08 May 2007

Silhouette Clone: Part 3

Impromptu

Previously, we created a Subversion repository and automatically populated it with data from a directory which was shared over the network. This allowed users to work on the share while automated processes on the server stored versioned copies of the directory for later access. Now we will provide point-in-time recovery options for files in our repository without making users install and use a Subversion client.

Subversion repositories can be accessed over the network via WebDAV by means of special Apache HTTPD modules. The problem with this approach is that old versions aren't accessible using this method. Even after employing simple workarounds to present users with a prior versions, users would still have two places to look for data: the actual network share and a the URL of the WebDAV interface to the repository.

We can get around this by using WebDAV to serve up the Subversion repository and then re-sharing the WebDAV resource using the same protocols we shared the original network share with. Confused? Follow along.

The first thing we need to do is implement point-in-time tags in our Subversion repository. Subversion can copy files from one location in the repository to another without duplicating the file data. This means we can implement tags by simply copying files! For minimal impact, we will perform this copy entirely within the repository.

Commonly, Subversion repositories have a trunk/ or head/ directory where most of the work happens. We will also add a point-in-time/ directory to store our point-in-time copies. An easy way to create these directories is to use the svn mkdir command on our repository.

$ svn mkdir /path/to/repository/head -m "Created head/"
$ svn mkdir /path/to/repository/point-in-time -m "Created /point-in-time/"


Note the use of the -m option to specify a commit message. We are performing operations directly on the repository and are therefore creating new revisions of it. Subversion demands you leave a message (even an empty one) when creating a new revision.
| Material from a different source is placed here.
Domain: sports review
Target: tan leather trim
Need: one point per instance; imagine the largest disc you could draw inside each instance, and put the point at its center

Now that we are using a head/ directory, all of our day-to-day work should be performed there. Users do not need to be aware of the head/ directory at this point so we will simply pretend that head/ is the root of our repository.

$ svn checkout /path/to/repository/head /path/to/working/copy


Any changes to the working copy will be committed to the head/ directory in our repository transparently.
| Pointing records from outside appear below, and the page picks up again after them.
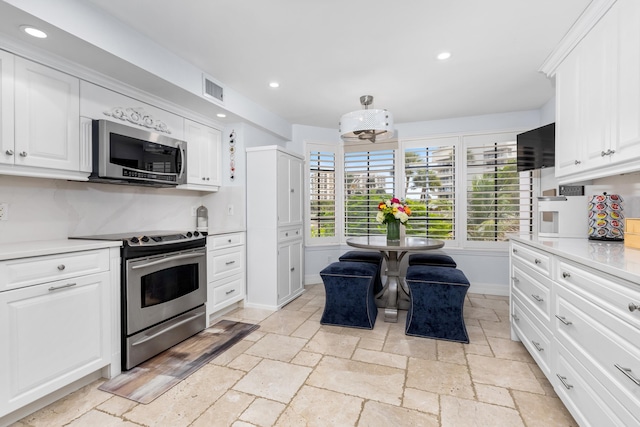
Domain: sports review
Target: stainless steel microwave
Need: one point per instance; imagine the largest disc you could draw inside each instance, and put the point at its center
(126, 155)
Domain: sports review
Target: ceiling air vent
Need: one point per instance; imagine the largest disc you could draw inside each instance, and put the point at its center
(213, 90)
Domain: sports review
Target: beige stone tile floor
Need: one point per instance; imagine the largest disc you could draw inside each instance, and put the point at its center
(295, 372)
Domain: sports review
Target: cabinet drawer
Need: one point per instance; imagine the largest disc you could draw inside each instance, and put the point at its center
(225, 262)
(535, 336)
(225, 240)
(534, 291)
(539, 261)
(587, 401)
(228, 289)
(613, 295)
(289, 234)
(592, 335)
(21, 272)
Now that we have a repository and working copy set up to utilize a head/ directory, we can continue as we did in parts 1 and 2 to enable automatic commits. From this point, implementing point-in-time copies is quick and easy. A simple shell script to copy head/ to a subdirectory of point-in-time/ at regular intervals will get the job done.

#!/bin/bash
svn copy file:///path/to/repository/head "file:///path/to/repository/snapshots/`date +%F\ %T`" -m "Point-in-time marker added"


Note that while we can put the above command in the same file as our previous commands to commit changes to the Subversion repository, we don't have to. Separate scripts will let us use separate schedules for our actual backups and point-in-time tags. This allows us to back up data frequently without presenting a user attempting to recover a file him or herself with an overwhelming number of file iterations to wade through.

Once our backup commands and point-in-time tags commands are running at regular intervals, we will have a repository layout that is fairly self explanatory.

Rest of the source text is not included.